Последний перегон, и мысль истает в безднах.
И всё же не совсем, – так верит человек.
Но ежели вблизи мерцания и света
на месте мировом откроется дыра
и слижет огонёк, – примите весть, что это
кому-то на покой в той горнице пора.
Какая яркая, какая ледяная
и вечная... Хотя – вся вечность: до зари.

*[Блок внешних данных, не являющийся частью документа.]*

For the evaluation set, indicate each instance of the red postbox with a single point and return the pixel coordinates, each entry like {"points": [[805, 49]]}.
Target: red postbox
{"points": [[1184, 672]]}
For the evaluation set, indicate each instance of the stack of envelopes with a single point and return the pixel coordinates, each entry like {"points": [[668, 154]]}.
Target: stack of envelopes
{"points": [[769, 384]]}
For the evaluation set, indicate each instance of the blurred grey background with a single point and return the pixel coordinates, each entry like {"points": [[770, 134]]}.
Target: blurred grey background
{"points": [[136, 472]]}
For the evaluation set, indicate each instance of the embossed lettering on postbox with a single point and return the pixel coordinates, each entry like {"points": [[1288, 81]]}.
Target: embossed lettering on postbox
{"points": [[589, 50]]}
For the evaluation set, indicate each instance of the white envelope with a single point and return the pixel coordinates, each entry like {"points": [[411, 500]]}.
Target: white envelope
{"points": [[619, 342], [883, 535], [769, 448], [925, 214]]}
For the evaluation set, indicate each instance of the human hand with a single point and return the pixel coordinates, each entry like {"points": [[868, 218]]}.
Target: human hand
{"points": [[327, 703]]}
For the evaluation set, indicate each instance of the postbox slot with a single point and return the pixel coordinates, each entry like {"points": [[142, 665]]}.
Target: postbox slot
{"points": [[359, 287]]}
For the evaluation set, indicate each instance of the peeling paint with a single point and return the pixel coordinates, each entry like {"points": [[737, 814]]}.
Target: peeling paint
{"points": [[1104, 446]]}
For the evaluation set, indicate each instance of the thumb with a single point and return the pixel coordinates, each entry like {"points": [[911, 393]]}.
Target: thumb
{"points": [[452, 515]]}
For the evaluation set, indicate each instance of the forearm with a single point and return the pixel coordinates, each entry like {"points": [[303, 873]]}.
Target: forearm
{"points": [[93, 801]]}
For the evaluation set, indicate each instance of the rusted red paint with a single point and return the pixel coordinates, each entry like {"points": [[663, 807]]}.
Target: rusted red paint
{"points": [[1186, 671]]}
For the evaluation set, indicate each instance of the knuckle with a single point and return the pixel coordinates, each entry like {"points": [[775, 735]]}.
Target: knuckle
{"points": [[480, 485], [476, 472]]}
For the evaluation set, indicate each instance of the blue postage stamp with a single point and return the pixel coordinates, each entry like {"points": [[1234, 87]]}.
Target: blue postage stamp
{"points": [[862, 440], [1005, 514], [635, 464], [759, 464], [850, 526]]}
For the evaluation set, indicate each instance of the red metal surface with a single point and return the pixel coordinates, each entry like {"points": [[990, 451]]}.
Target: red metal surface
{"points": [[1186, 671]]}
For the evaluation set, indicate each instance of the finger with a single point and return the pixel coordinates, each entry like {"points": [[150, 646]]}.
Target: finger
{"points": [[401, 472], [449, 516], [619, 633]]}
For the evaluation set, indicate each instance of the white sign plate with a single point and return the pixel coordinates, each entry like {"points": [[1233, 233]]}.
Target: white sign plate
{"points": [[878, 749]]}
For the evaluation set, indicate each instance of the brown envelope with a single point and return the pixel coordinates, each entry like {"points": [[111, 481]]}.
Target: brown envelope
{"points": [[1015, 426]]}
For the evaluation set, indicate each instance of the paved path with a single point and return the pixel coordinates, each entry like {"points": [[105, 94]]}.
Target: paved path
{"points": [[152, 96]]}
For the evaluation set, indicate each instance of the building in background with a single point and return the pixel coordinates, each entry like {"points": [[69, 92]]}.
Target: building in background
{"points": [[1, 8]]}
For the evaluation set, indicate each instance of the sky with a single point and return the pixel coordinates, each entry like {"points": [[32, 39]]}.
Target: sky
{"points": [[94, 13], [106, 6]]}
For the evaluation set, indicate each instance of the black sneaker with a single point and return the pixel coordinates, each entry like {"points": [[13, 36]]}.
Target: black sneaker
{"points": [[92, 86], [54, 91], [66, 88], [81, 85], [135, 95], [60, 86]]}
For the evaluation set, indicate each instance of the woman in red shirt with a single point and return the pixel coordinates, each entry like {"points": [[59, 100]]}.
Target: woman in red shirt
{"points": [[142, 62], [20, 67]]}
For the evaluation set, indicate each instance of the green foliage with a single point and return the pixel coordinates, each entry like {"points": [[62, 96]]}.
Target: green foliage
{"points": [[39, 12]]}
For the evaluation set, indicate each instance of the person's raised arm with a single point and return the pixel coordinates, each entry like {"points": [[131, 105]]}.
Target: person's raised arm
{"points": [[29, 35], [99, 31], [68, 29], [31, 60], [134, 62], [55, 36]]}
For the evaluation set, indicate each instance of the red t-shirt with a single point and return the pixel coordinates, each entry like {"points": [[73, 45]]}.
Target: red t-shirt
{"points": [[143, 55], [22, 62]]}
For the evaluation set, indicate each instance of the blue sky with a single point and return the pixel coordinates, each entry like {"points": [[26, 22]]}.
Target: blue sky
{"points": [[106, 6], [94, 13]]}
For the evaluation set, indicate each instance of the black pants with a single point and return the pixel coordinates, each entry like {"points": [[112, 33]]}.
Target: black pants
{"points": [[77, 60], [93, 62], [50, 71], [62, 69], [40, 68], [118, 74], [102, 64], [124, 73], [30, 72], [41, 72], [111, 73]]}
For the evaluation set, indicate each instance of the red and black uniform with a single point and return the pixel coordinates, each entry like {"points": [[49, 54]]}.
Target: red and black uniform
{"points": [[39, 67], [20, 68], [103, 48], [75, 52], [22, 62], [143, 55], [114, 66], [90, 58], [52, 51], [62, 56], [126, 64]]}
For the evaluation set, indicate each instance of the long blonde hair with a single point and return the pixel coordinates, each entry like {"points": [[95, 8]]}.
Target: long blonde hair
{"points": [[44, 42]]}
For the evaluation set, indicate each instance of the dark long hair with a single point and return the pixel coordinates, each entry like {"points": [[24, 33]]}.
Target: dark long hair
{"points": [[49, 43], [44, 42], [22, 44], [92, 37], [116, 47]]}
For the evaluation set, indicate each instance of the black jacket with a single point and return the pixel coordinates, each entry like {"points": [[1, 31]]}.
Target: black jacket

Мгновения мои в себе соединяя,
вот – и сорвется луч. Я говорю: – Гори!
Рассуждать по поводу достоинств стихотворной речи Бобышева – занятие бессмысленное: читатель, знакомый с его творчеством, давно усвоил, что Бобышев свободно владеет всем инструментарием поэтической речи. Его художнический почерк сложился давно, остаётся только удивляться тому, как он обновляет свои приёмы письма, придавая им черты первородной новизны и свежести. Будь то разнообразие ритмического рисунка строфы, густая аллитерированность строки и звуковое богатство стиха, интонационная свобода, неожиданность словотворческого приёма, стилистически возвышенная речь и намеренно «огрубленная» стилистика, вроде этого образа Нью-Йорка:
Рабство отхаркав, ору:
– Здравствуй, Манхаттн!
Дрын копчёный, внушительный батька Мохнатый,
принимай ко двору.
(Реет с нахрапом
яркий матрас на юру:
ночью – звёзд, и румяных полос ввечеру
он от пуза нахапал).
Тут и вся урбанистическая мощь и ширь огромного мегаполиса дышит, и его могучая энергия, и, если хотите, нахрапистость. Вообще названия городов, их упоминание в стихотворениях не носят характер «туристического» перечисления географических перемещений и посещений автора. Они – содержательны, эти упоминания, всякий раз несут тему переживаемого чувства. Автор не рассказывает читателю об этих городах, задевших его впечатлительную душу путешествующего сочинителя, а делится дневниковыми записями своих чувств, своего бесконечного внутреннего спора с самим собой:
Вечерние чужие города,
сравнимые с пульсирующим мозгом,
который вскрыт без боли и стыда
(а кровь размыта в зареве заморском), –
внушают глазу выморгнуть туда
в горючий мрак вглядевшуюся душу.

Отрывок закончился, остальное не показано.